I had actual purchases to make at the pharmacy and it was just luck that I fell into the correct rotation that allowed Zandy to wait on me. I was buying sixteen Chap Sticks. This was not a compulsion; this was practical. Ten go in a drawer, and I place the other six around the apartment for handy access. I handed her the cash and she might as well have called me by name, as she referenced every prescription drug I ever took.
“Still taking the Inderal?” she asked.
I had tried Inderal for a while to keep my heart from racing; I was off it now. “Not much,” I said.
“How’d you like Valium?”
“Left me kind of groggy.
“You stopped your Prozac.”
“Don’t need it anymore.”
“Got a thing for Chap Stick, huh?”
She could have been on a data-gathering mission, or she could have been flirting with me. I couldn’t tell which. But it was profoundly intimate for her to know what drugs were flowing through my own personal veins. If a waitress were asking me these questions I would definitely consider it a come-on.
Up close Zandy failed in the perfection department, which made me like her more. The button of her nose was askew, as though someone had dialled it to three. Her skin, though, was so dewy and fresh I couldn’t quite turn to go. I picked up my sack of Chap Sticks, and she said, “Don’t forget your change,” and then she added a wonderful thing: She said, “See ya.” I had to stay there a second and take her in before I was able to unstick my gummy feet from the floor.
It was nearing two and I wondered if Clarissa was going to show up this time. There was no reason to think that she wouldn’t, as she had slipped a handwritten note under the door earlier in the week with a sincere but formal apology, promising we would resume the following week at our usual time. I assumed that this was the standard apology that one learns in chapter 15 of the therapist’s handbook: Don’t give out too much personal information. But the idea of the dispassionate shrink slinking up the patient’s stairs and secreting a note under the doorjamb probably wouldn’t go down well with whatever board would review such things. Still, Clarissa was only a student and allowed to act like one.
Friday at two o’clock—precisely when the second hand fell on neither side of twelve—Clarissa knocked, pushing open the door that I had purposely left ajar. She said, “I’m so sorry.” Clarissa was an apology champion. “Are you all right?” I asked, probing for information I already knew but wanted her to tell me. “Oh yes,” she said, “I couldn’t get a…” She was about to say “babysitter” and then realized it would reveal too much and she changed mid-sentence to “I got tied up and there was no way to reach you.”

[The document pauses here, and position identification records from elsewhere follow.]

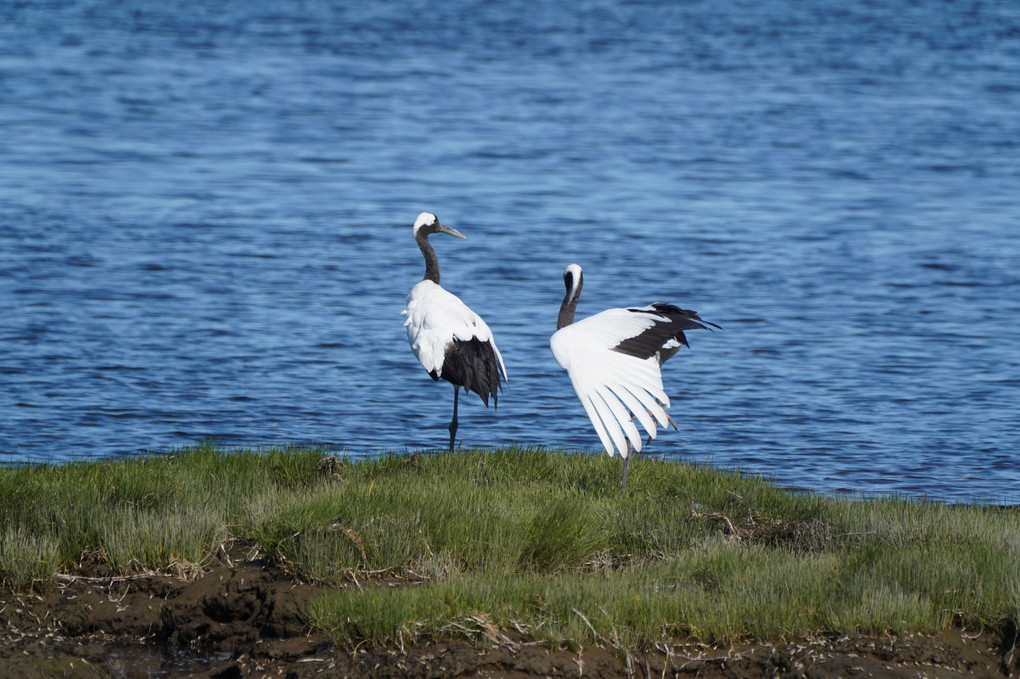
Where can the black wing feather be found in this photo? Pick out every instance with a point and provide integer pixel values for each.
(472, 364)
(670, 323)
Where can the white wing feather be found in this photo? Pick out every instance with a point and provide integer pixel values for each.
(615, 388)
(434, 318)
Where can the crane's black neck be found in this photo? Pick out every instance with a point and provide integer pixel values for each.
(431, 261)
(569, 305)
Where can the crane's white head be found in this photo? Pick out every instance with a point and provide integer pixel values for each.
(428, 223)
(572, 277)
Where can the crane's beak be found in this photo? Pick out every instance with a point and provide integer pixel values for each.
(452, 231)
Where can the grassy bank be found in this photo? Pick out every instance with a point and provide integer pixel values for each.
(525, 539)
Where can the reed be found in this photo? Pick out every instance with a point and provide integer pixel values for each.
(528, 539)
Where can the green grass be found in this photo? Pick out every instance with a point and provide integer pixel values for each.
(527, 539)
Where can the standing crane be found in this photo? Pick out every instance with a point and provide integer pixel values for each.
(613, 359)
(451, 341)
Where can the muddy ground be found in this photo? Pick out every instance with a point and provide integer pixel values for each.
(244, 619)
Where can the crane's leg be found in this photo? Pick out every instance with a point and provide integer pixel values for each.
(453, 422)
(626, 463)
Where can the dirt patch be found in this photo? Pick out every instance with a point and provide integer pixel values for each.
(246, 620)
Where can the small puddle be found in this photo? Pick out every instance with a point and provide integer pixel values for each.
(145, 662)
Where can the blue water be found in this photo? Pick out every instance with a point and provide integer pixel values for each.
(206, 208)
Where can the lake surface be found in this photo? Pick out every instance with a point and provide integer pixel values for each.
(205, 225)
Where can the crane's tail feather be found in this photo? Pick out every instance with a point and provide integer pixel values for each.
(476, 366)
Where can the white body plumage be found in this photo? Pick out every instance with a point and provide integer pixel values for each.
(435, 318)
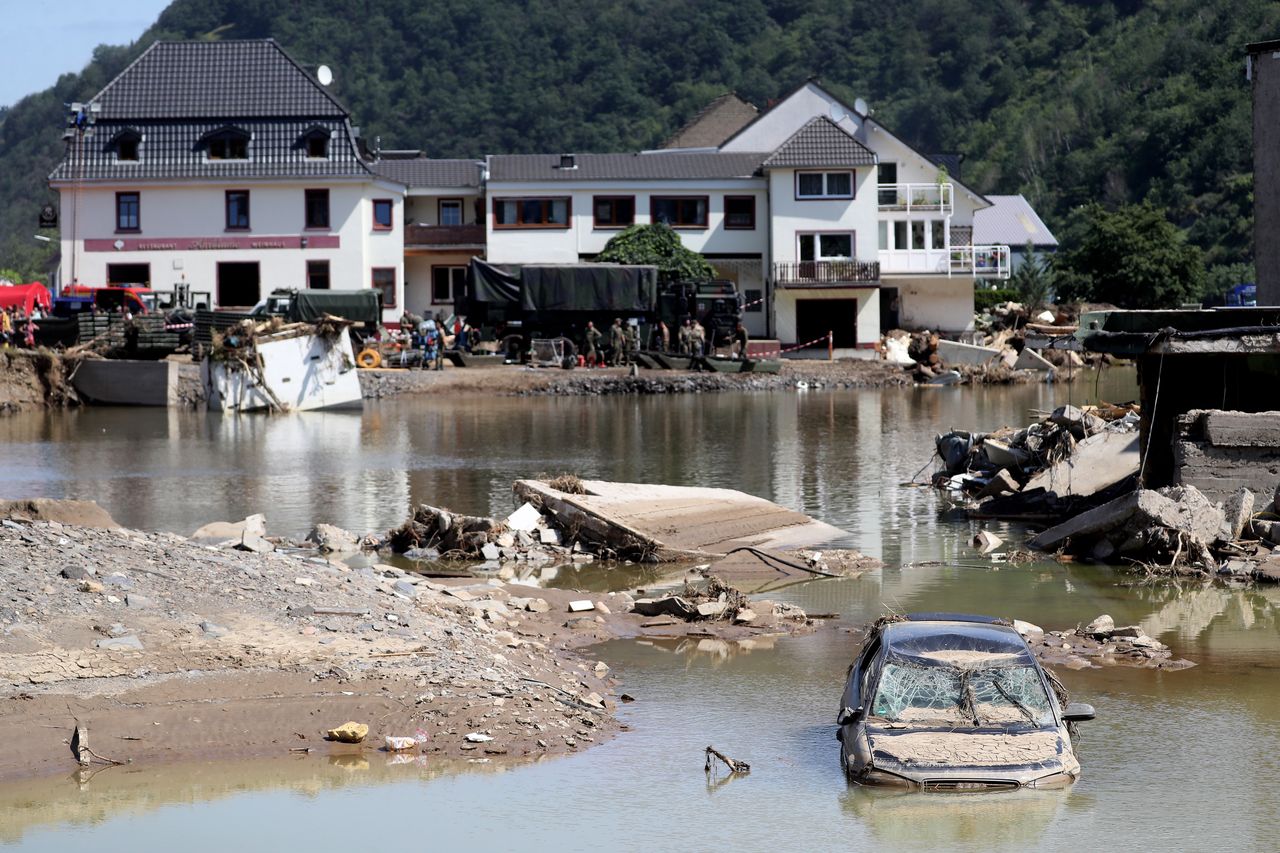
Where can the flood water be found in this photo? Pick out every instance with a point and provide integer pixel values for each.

“Would you like something to drink?” I offered.
“Do you have a Red Bull?”
Red Bull is a potent caffeine-infused soft drink that turns grown men into resonating vibraphones. Drinking a Red Bull is more impressive to me than drinking a bottle of Scotch. Several years ago after my first Red Bull—which was also my last—I got in marksman position on the living room floor, opened a pack of playing cards, and repeatedly dealt myself poker hands. I computed that good hands came in bunches; that one full house in a shuffle implies a possibility of more full houses. And lousy hands in a shuffle only create the possibility of more lousy hands. So Red Bull was not allowed in my house, only because this little episode lasted nine hours. Clarissa’s request for the caffeine recharge indicated to me that she was going to have to be bucked up if she was going to make it through my session.

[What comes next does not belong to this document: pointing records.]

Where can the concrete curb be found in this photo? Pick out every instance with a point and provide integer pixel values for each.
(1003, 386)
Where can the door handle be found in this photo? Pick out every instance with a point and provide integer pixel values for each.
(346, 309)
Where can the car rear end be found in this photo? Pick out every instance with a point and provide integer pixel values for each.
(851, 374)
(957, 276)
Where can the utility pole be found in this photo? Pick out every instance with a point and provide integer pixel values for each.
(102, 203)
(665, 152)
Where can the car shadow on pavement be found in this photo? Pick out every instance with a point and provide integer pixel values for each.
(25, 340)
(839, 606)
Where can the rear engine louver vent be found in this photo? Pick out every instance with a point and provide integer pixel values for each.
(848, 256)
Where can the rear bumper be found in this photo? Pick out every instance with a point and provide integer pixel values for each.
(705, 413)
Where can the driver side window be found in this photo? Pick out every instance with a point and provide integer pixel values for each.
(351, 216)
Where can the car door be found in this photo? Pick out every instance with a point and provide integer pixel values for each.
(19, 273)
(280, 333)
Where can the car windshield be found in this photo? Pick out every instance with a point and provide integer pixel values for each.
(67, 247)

“I don’t have any Red Bull but I know who might,” I said.
I excused myself to go to Brian and Philipa’s amid protestations of “you don’t have to” from Clarissa. I peered into her apartment and saw Brian flaked out on the sofa, his jaw hanging open like a drawbridge. I didn’t have the heart to wake him. I came back to see that Clarissa had settled into the easy chair and was staring at the floor. She was wearing a prim pink blouse that made her look so wholesome it was as if Norman Rockwell had painted a pinup. She had a bloom on her cheeks that lied about her real age. Her face had gentle angles, one rosy thing sloping into the next, and it suggested none of the hardness she must have experienced. It seemed as though she were determined to stay innocent, to hang back even though life was dragging her painfully forward. And all my conjecture bore out because she looked up at me and tried to say, “And how are you?” She choked it out but couldn’t continue. She looked down again and I was stymied. I sat. Oh, this was enough to make me love her, because I was right with her, understanding every second and longing to step in. I didn’t even need to know the specific that was troubling her, because to me her halting voice easily stood for the general woe that hangs in the air, even on life’s happiest days.

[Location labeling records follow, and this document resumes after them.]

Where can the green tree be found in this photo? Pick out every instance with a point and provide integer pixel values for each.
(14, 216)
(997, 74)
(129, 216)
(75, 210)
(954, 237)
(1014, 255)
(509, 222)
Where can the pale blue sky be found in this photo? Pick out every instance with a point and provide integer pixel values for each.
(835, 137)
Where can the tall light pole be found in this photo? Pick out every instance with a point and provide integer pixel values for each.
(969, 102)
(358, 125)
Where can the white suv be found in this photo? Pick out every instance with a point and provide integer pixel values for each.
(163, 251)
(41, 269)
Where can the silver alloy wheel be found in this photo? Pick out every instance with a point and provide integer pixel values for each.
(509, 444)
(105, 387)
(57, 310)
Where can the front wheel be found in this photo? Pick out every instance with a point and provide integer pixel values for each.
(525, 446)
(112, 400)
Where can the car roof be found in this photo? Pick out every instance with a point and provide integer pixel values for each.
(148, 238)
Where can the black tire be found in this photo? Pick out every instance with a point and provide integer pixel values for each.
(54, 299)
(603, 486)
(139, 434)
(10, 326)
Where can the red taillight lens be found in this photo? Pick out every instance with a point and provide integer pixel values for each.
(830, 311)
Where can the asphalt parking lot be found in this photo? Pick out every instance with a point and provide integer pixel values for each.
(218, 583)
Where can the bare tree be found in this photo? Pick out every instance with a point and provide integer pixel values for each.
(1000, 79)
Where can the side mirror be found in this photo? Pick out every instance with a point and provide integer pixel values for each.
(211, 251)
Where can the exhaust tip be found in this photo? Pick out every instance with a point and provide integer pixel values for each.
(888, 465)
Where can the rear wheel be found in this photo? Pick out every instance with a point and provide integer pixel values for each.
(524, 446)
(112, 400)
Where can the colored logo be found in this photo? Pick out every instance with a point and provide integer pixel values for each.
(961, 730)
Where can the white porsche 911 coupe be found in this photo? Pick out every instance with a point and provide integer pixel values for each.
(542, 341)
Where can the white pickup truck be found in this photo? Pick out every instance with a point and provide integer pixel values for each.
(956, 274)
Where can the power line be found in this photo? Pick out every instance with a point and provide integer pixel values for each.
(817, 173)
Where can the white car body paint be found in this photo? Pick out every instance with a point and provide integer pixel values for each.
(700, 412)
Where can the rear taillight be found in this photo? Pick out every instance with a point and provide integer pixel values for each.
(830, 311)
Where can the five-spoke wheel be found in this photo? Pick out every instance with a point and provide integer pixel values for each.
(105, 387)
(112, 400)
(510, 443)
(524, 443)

Clarissa didn’t apologize for her broken voice, which meant that she was, in these few moments, being personal with me. Her apologies were a way of maintaining distance and formality. She turned toward the window and braced herself up a few inches to see the sidewalk. I knew that soon I would manoeuvre myself into position to see what she was looking at. Everything seemed to be okay and she turned back to me with an empty sigh. “Sometimes,” she said, “I feel like I’ve been to heaven and been brought back to earth. I’ve seen how things should be and now I’m here seeing how things really are.” Her head glanced around again.
I got up, folded my hands across my chest, and leaned against the wall. I could see the raven-haired woman on the street, hand in hand with the boy—the same boy I had seen her with at the mall—and I wondered why Clarissa, if she had someone to watch her child, would have them tag along on her work rounds. As I listened to Clarissa and watched the plotless drama on the street, I noted a black Mercedes turn the corner and cruise by. I noted it because it was the second time I had seen it in less than a minute and it was significantly under speed. This second time it passed, the raven-haired woman saw it and took a few steps back. The car slowed to a stop, then reversed itself. Clarissa saw me looking out the window and she rose and turned to me, scared. The car was now stopped in the street, carelessly angled. The driver got out of the car and left the door open, approaching the woman and child. He was groomed like a freshly cut lawn. A trim beard framed his face; close-cut grey sideburns fringed his bald head. His suit was well cut and dark and set off by a stark white shirt. I could hear him yelling and cursing. He was wound tight and unwinding rapidly in front of us.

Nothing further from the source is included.